Ces entités, qui représentent les propriétaires, les entrepreneurs, les coopératives, l’industrie du carton, les pépiniéristes et les communes forestières, ont déposé une plainte contre le gouvernement à la fin du mois d’août. « J’ai fait des recherches, il n’y a aucun précédent à ce niveau national. Il est tout à fait inhabituel pour une association de voir son autorisation contestée », déclare Alexandre Faro, avocat de Canopée.

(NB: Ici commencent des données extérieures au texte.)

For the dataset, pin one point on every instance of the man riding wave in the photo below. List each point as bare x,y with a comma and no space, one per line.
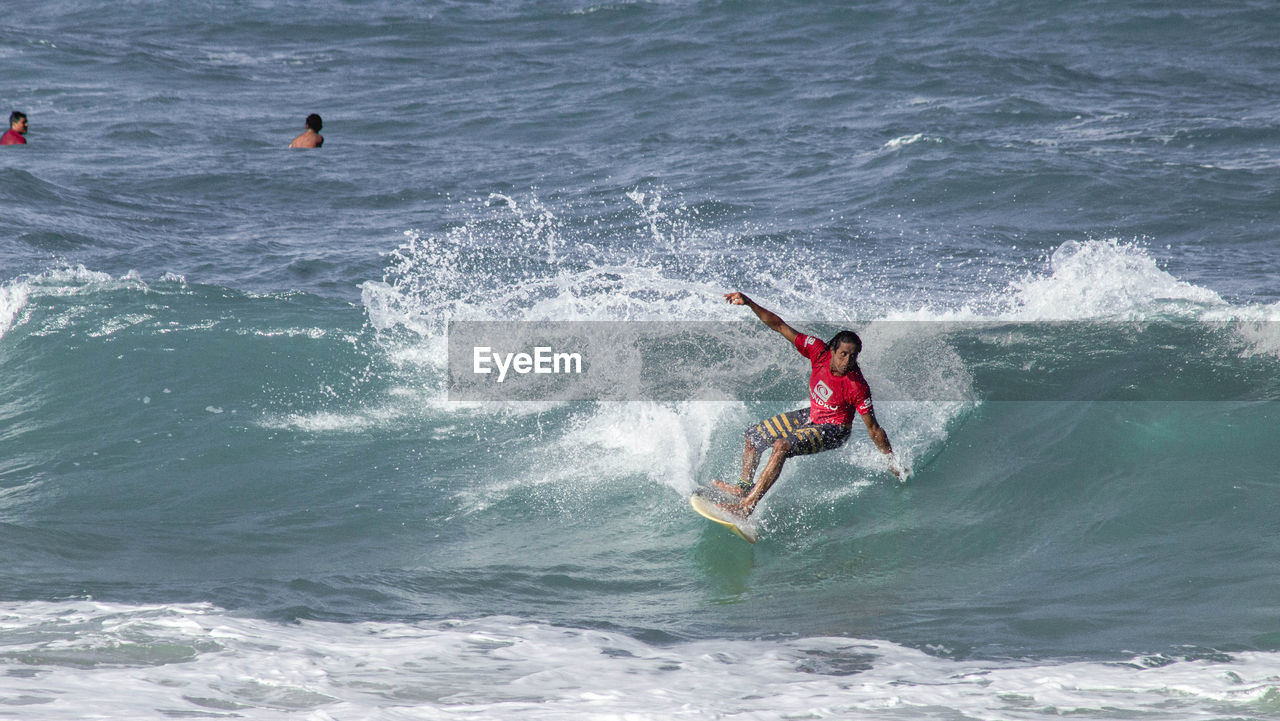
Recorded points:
837,392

« C’est une première et une grossière erreur stratégique », ajoute Arnaud Gossement, avocat spécialisé en droit environnemental. « C’est comme s’attaquer à Anticor [un groupe contre la corruption] : s’en prendre à une association reconnue et experte est inutile et ne fait qu’énerver tout le monde. » Cette démarche sans précédent révèle les fortes tensions autour des questions forestières et l’échec de la politique à définir une orientation claire pour l’avenir des massifs qui couvrent 30% du territoire métropolitain.
Une start-up d’influence significative.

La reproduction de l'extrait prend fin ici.